Arts & Events

Young Beethoven in Concert

Reviewed by James Roy MacBean
Monday January 01, 2018 - 01:48:00 PM

The San Francisco Chamber Orchestra, led by Music Director Ben Simon, offered three Bay Area concerts, December 29-31, focusing on Beethoven’s early works. I caught the Saturday, December 30 concert at San Francisco’s Herbst Theatre. Opening the program was a true chamber work, Beethoven’s Septet in E-flat Major, Opus 20, a work from 1799-1800. In this piece, Beethoven’s choice of instrumentation was innovative. An ensemble of clarinet, bassoon, French horn, violin, viola, cello, and double bass was anything but traditional. Further, the prominence given to the clarinet as an equal to the violin was new. This joyful work was beautifully dispatched by the San Francisco Chamber Orchestra.  

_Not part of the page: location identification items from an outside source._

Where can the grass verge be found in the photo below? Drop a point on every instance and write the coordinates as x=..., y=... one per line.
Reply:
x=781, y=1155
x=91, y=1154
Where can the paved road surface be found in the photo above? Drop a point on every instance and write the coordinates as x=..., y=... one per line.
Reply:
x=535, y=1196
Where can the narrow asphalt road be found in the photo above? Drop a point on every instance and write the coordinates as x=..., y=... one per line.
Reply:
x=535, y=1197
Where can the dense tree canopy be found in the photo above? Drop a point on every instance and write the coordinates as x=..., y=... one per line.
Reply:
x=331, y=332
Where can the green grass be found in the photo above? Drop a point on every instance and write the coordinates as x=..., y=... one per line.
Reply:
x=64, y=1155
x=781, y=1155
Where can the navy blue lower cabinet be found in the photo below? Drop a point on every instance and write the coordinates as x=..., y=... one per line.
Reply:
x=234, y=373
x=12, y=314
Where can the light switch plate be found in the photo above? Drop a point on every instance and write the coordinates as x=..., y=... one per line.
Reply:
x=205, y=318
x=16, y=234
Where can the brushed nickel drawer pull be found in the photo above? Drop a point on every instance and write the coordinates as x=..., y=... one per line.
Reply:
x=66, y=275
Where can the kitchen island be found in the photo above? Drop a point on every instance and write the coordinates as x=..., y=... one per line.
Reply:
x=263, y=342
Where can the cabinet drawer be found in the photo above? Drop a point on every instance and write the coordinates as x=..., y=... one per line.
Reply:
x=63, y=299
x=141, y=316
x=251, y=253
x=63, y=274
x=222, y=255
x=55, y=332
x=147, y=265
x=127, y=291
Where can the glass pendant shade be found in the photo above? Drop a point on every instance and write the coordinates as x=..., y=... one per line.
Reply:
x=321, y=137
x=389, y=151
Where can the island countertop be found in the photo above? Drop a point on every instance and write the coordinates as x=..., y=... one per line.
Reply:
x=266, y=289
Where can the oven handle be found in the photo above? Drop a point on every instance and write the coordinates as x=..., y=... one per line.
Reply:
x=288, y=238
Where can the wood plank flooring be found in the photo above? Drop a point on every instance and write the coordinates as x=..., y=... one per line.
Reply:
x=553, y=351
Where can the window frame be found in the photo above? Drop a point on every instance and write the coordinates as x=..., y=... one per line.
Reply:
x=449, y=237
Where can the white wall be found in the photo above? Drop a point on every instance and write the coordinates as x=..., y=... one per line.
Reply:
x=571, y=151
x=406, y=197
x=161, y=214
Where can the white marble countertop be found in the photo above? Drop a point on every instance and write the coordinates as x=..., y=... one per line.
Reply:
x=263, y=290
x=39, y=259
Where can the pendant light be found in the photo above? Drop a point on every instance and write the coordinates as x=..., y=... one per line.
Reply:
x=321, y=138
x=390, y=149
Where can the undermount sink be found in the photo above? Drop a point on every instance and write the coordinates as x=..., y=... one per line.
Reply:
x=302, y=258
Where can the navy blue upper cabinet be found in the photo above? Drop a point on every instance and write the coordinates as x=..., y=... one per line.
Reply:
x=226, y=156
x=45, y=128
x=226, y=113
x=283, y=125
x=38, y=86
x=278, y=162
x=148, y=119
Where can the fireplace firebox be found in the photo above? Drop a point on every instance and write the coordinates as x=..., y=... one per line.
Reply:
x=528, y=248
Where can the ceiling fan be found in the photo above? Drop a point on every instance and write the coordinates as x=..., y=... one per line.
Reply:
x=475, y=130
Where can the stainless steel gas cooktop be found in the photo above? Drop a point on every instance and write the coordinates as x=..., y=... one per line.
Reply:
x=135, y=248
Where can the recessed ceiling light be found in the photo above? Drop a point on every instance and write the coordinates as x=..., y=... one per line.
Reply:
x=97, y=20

Next on the program was Beethoven’s Piano Concerto No. 1 in C Major, Opus 15. This work, though given the number 1, was actually the third piano concerto composed by Beethoven. The composer himself gave this concerto the number one, acknowledging that his true first and second concertos were not as good and dramatically new as this one, which he decided to publish as Number One. Soloist in these performances was debut artist Rin Homma, a twelve year-old pianist who has won numerous awards, including two successive prizes in the California Concerto Competition in 2016 and 2017. In her rendition of Beethoven’s Piano Concerto No. 1, Rin Honna was excellent. Undaunted by the difficult cadenza in the first movement, Rin Homma navigated its difficult passages with aplomb. If I had any reservations about her playing, they occurred in the slow Largo where a clarinet soars above the piano. This movement seemed more plodding than flowing. The third movement, a Menuetto, and the final Adagio, closed out this youthful work by Beethoven, excellently interpreted by Rin Homma. 

After intermission, the San Francisco Chamber Orchestra returned to perform Beethoven’s Symphony No. 1 in C Major, Opus 21. Conductor Ben Simon announced that he considered both Symphonies 1 and 2 more interesting to him than Symphony No. 3, the Eroica, which is usually cited as Beethoven’s break-through work. Under the lead of Ben Simon, the San Francisco Chamber Orchestra proceeded to offer a respectable candidate for the breakthrough status claimed for it by their Music Director. Whether or not I bought Ben Simon’s claim, I enjoyed his rendition of Beethoven’s Symphony No. 1 in C Major, a work I dearly love. All told, this was a welcome way to close out the year of 2017 and to welcome in 2018.